Todavía hoy en día se enseña en nuestra propia universidad “literatura universal”, rótulo que designa a las grandes obras literarias producidas dentro de los márgenes de la Europa occidental (que por lo demás, si se observa su extensión en un mapamundi, resulta irrisoria su pequeñez). De esta nomenclatura cabe deducir que toda la literatura producida en los países asiáticos, en Oriente Medio, en África, Oceanía e incluso en Hispanoamérica está al margen, en los bordes. Estos son los alcances de la llamada “globalización”, donde se evidencia que no es que se fomente el contacto entre diferentes culturas, sino que se impone una por sobre el resto, catalogando lo “exótico” en folletos de turismo: “conozca Rapa-Nui y sus sensuales mujeres”, “empápese durante tres días y dos noches de la lejana China”, “África, una tierra de misterio y magia tribal”.

A partir de lo anterior se produce entonces una doble lectura de lo que es considerado como “identidad hispanoamericana”. Por una parte está lo que constituye la esencia de todo individuo nacido y criado en territorio hispanoamericano, heredero de una historia, una sangre y un ethos determinado, sea consciente o inconsciente. Por otra parte encontramos a aquello que ha sido clasificado como “típico hispanoamericano”. Dentro de esta categoría el arte ha sido presa bastante fácil, como el ejemplo del realismo mágico, aceptado por el Primer Mundo como lo característico de nuestros pueblos, consumido ávidamente, elogiado por la crítica influyente. La visión de Hispanoamérica como un territorio donde nadie se impresiona si ve un pez volando, donde se fuman habanos y se toma café por si acaso, la siesta es ítem obligado, la piña colada bebida oficial, etc., ha permitido la incorporación de parte de nuestro imaginario a la corriente artística mundial, pero a la vez nos ha limitado respecto de lo que se nos está “permitido” producir a ojos del canon mundial.

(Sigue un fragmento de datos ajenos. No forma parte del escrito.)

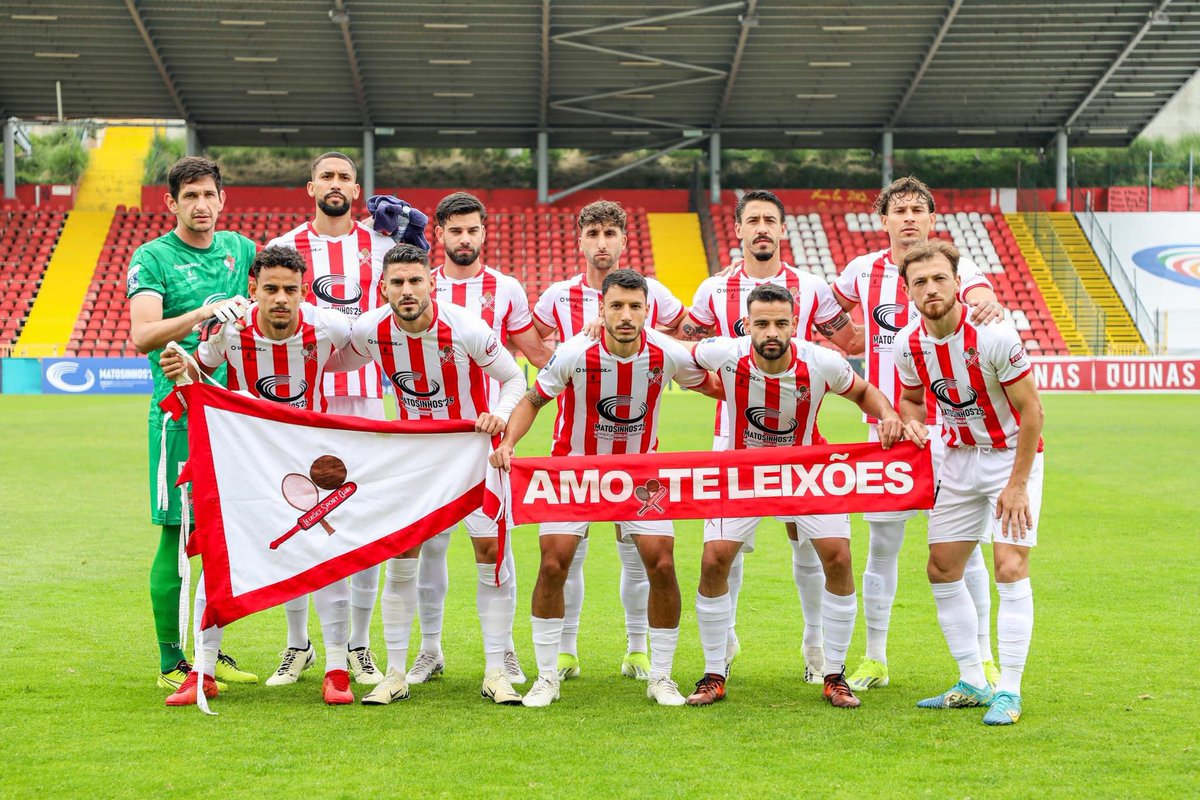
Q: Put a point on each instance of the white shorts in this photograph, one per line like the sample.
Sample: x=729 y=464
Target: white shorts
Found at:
x=628 y=528
x=742 y=529
x=936 y=447
x=969 y=483
x=370 y=408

No podemos, como hispanoamericanos, caer en el simplismo. No se debe volver a “echarle la culpa al empedrado”. Aquí hay sujetos responsables, y ésos somos nosotros. Muchas preguntas surgen a raíz de todo lo que se ha planteado. ¿Es nuestra identidad una e inamovible o cambia junto con los tiempos y la actitud de quienes conforman la sociedad en cuestión?, ¿vale realmente la pena defender nuestra identidad, aquella que incorpora el “alma” de lo que somos, lo indígena?, ¿Es la esencia de nuestra identidad el valerse por siempre jamás de modelos foráneos o es esa una actitud que debemos revertir por el bien de nuestra propia identidad? Creo que no es posible llegar a una respuesta concreta, sin embargo el daño que ha producido a nuestra gente y nuestra tierra el actual modo como lo hemos estado haciendo hasta ahora, esto es, en condición de subalternos, es inconmensurable, y la destrucción física, social y cultural de lo nuestro, demasiado inminente. Tal vez si hubiésemos indagado un poco más en lo que fuimos hace más de quinientos atrás, otro gallo nos cantaría hoy día.

 

Bibliografía

  • Henríquez Ureña, Pedro. La utopía de América. 1925.
  • Montecino, Sonia. Madres y huachos. Alegorías del mestizaje chileno. Santiago: Sudamericana, 1991.
  • Ortiz, Renato. “Espacio y territorialidad”. Otro territorio.
  • Oyarzún, Luis. Resumen de Chile. 1967.
  • Reyes, Alfonso. La inteligencia americana. 1935.